Stating that a bubble cycle has emerged in the means only accentuates the importance of the end, to note that the desire for AI is so strong that futility hasn't kept people from trying.

Virtual reality is another such example.

That would be prolog. You'll have much better luck googling for prolog. I played with "turbo prolog" in the 80s and accomplished nothing (from the same place as turbo C or turbo pascal or turbo basic (am I forgetting any?)). A modern variant (of a logic oriented language) can be seen here:

https://github.com/clojure/core.logic/wiki/A-Core.logic-Prim...

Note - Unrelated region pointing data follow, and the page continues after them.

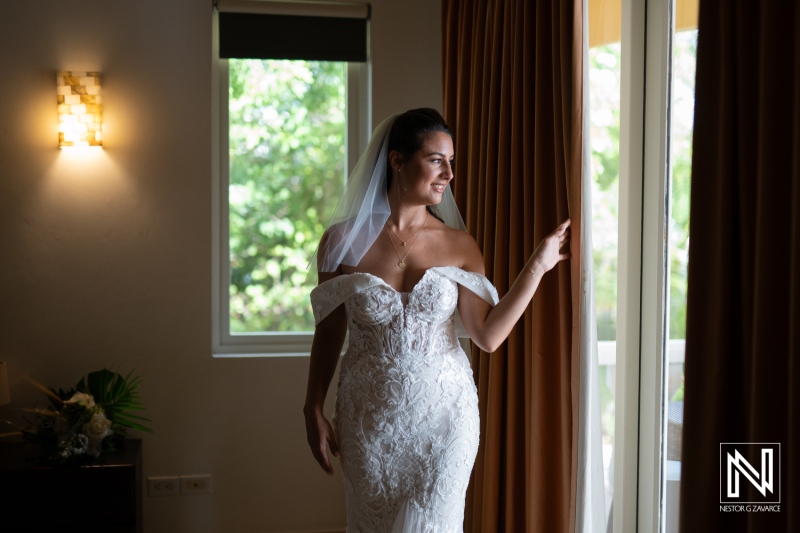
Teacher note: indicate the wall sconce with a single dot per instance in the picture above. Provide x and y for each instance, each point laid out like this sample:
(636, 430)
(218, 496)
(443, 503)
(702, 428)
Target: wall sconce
(5, 390)
(80, 110)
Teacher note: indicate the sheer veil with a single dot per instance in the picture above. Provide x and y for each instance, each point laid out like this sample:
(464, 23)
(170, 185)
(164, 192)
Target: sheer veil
(364, 208)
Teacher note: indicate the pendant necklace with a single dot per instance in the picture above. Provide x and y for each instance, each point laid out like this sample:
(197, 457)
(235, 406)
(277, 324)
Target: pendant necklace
(402, 260)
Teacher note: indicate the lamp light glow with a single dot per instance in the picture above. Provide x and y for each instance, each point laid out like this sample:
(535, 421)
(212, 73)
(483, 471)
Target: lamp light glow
(80, 109)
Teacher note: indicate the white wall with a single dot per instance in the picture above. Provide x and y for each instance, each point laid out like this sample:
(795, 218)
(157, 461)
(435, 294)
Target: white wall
(105, 258)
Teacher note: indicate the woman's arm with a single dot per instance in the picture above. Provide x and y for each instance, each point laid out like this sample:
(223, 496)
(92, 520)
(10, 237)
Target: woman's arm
(489, 326)
(325, 350)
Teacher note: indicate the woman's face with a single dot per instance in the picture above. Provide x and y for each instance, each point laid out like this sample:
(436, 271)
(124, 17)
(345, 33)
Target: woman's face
(424, 176)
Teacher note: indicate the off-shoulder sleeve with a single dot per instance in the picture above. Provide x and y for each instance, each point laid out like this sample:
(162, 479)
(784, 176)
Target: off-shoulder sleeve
(475, 282)
(330, 294)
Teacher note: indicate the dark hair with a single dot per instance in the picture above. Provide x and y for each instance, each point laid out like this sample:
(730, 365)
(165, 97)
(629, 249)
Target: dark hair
(410, 130)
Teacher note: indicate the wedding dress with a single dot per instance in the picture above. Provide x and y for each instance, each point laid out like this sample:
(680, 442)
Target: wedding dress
(406, 416)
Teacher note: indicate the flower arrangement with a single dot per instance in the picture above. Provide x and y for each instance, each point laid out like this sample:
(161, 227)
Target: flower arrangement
(88, 419)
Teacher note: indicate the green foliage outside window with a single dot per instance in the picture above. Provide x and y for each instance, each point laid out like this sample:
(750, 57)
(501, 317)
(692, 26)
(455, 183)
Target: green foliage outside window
(287, 146)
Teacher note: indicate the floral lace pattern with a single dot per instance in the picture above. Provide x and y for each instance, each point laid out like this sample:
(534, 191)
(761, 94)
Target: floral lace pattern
(407, 409)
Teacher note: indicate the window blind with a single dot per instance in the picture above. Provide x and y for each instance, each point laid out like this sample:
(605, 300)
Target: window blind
(273, 30)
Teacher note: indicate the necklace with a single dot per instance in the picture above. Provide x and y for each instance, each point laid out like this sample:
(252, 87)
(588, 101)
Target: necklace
(402, 260)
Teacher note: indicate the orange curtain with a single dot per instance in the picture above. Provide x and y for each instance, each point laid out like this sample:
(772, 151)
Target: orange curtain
(742, 373)
(513, 96)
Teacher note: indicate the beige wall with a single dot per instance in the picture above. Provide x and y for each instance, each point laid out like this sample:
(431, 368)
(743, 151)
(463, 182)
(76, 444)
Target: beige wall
(105, 260)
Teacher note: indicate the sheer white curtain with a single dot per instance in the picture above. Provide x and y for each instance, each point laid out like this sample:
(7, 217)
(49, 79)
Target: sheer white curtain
(590, 494)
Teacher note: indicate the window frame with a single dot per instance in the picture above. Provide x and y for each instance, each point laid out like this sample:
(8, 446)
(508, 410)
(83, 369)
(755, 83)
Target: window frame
(643, 350)
(358, 96)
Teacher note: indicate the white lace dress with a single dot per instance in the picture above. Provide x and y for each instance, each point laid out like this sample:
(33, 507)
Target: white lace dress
(406, 415)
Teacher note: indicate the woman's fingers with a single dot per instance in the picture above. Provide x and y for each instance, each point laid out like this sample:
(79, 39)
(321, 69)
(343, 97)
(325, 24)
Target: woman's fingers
(320, 436)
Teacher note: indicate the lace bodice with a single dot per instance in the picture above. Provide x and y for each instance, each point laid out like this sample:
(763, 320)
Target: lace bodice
(406, 411)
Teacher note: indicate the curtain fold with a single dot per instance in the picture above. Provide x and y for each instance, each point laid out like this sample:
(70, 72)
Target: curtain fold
(742, 375)
(513, 94)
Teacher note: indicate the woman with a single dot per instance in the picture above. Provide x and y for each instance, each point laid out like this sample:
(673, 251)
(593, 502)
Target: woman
(394, 266)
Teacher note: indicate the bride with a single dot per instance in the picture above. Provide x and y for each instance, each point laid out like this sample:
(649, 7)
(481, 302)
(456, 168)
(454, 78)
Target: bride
(394, 266)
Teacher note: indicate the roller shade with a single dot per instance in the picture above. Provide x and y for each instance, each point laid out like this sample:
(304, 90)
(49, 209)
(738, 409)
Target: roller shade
(265, 35)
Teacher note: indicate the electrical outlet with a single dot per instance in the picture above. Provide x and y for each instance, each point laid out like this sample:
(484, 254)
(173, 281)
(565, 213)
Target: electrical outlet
(200, 484)
(162, 486)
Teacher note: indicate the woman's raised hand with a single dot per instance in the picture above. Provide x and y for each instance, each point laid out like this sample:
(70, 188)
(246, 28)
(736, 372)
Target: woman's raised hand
(548, 253)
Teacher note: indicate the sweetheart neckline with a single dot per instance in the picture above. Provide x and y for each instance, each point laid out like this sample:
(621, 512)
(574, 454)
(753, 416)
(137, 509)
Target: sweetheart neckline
(385, 284)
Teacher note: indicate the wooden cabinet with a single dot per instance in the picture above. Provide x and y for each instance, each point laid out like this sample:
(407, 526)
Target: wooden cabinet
(105, 495)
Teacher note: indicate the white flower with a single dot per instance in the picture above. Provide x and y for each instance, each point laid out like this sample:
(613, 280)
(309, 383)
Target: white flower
(83, 399)
(98, 428)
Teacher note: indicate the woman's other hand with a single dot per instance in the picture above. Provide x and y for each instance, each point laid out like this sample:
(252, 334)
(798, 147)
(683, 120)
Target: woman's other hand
(548, 253)
(320, 437)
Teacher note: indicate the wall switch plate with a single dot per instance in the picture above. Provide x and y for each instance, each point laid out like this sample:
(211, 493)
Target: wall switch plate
(163, 486)
(198, 484)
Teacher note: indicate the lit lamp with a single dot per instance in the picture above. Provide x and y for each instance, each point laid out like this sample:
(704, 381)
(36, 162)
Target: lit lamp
(80, 110)
(5, 390)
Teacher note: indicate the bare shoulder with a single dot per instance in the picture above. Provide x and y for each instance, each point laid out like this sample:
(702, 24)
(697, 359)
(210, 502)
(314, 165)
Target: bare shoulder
(460, 249)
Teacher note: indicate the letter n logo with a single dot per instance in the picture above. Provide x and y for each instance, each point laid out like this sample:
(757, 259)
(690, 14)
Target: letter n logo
(756, 463)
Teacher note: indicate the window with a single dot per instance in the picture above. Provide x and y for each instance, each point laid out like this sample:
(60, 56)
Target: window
(641, 92)
(291, 111)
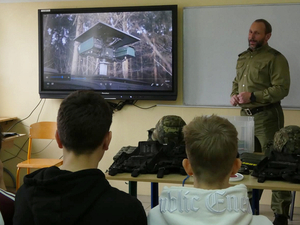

It tends to suffer from management by scalable procedure disease. Its possible to successfully replace a human assembly line worker with a robot arm and a very small shell script, which inevitably leads overactive imaginations to think of replacing engineers or doctors with an immense set of unfortunately undefinable unscalable procedures and rulesets, so it always collapses with complexity at implementation time. Its like moths to a flame, you should be able to replace an engineer with a very long list of if/then statements, but it turns out to be impossible in practice. Meanwhile the more advanced techniques butts up against the rapidly scaling "DBA" "IT" type of traditional solutions or non-traditional big-data techniques.

Its hard to find something to logic program that isn't less verbose in a non-logic language or unwritable in any language including logic programming. Its like the Perl regex thing where you got a problem, so you write a regex, and now you got two problems. Its a very narrow although interesting niche. Finding something that fits would be pretty cool, although probably very difficult to maintain.

The first four generations were defined by hardware: (1) vacuum tubes, (2) transisitors, (3) integrated circuit boards, (4) microprocessor full CPUs on a chip. I would define (5) clusters and (6) mobile. Candidates for next generates include huge data engine clouds, wearables and internet of things.
No, that was the wrong approach. Back then we believed that solving AI means being strong on logic and rules, with data being a secondary aspect. Nowadays we do the exact opposite: data is king, and the rules are expected to somehow emerge from it.